The artful life

Christine Pinney Karkow

Christine Pinney Karkow combines photography and painting to make dark, glowing images like the one behind her.

Christine Pinney Karkow combines photography and painting to make dark, glowing images like the one behind her.

Is art supposed to be a reflection of life—or a refuge from it?

Christine Pinney Karkow’s photographic paintings and painterly photographs could go either way.

I’d seen a few examples of her work here and there, at Western Nevada Community College, at Bleulion Artspace. Her paintings—or wait, were they photos?—of blocky, unspectacular commercial buildings looked familiar and original at the same time.

It looked like Karkow had one foot planted in the branch of documentary photography where architecture is used to symbolize the people who design it and use it.
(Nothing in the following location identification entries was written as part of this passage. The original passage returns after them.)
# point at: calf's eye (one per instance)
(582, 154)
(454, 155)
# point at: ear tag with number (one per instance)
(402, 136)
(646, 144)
The other foot, I imagined, would be paint-splattered. (She often puts strokes of paint or clear gel over the surfaces of photos, giving them a hand-touched look.)

I wondered if there was a lot more to it, if she had a “point” or a “shtick.” I tried to parse whether Karkow’s ink-jet prints of night-lit bank buildings were political or personal. Or maybe both. Or neither.

We found a time to meet, 8 p.m. on a Friday. Even as she was gearing up after a day of teaching for the start of her studio workday, Karkow had enough energy that it seemed she could start dancing. With her slim build, her way of moving while standing still, and her diagonal-striped, button-up shirt, maybe it would be a ballet—composed by the Partridge Family.

Karkow’s workspace, a rented warehouse in Sparks, is a lot like her dress, casual but assertively stylish. The high-ceilinged, windowless space is filled with clues of the particular moments of fashion she was born into and grew up in. Fake-gold-painted diamond shapes from the early 1960s decorate a stairway to a loft area and recur in her drawing studies. A collection of swag lamps (including translucent, faux-amber grapes she found on eBay) hang from bronze-colored chains. She says she was fascinated by this plastic loveliness as a kid.

Karkow didn’t proffer a statement or a shtick. She didn’t have a version of the “what it all means and why it’s so important” speech that artists usually feel obligated to recite. But her mission subtly presented itself. She takes ordinary things and moves them over one realm to make them into art. She says editing is a big part of her artistic process. She edits by choosing what to photograph as she travels around at night with her camera. Later, she edits images stored in her laptop and decides which ones to use, how she’ll narrow down her world into a few pictorial elements.

The digital photo of the bank entrance, lit blue-green late at night, is heavily black and not sharply focused. It’s kind of industrial, kind of ethereal. The concrete structure alludes to Karkow’s ‘60s and ‘70s aesthetic preferences, but the kitsch and sparkle from those eras are removed. The bank and the dark night are printed on 15 sheets of ink-jet paper and mounted to a board shaped like a stretched canvas. The image is spare but not simple—you could read a lot into it—but it’s really not calling out for explanation or theoretical bolstering either.

So, refuge or reflection? Political or personal? Karkow takes a middle road, acknowledging all those traditions without using any of them as soapbox from which to shout. Instead, she puts her energy into cultivating her own way of seeing the world.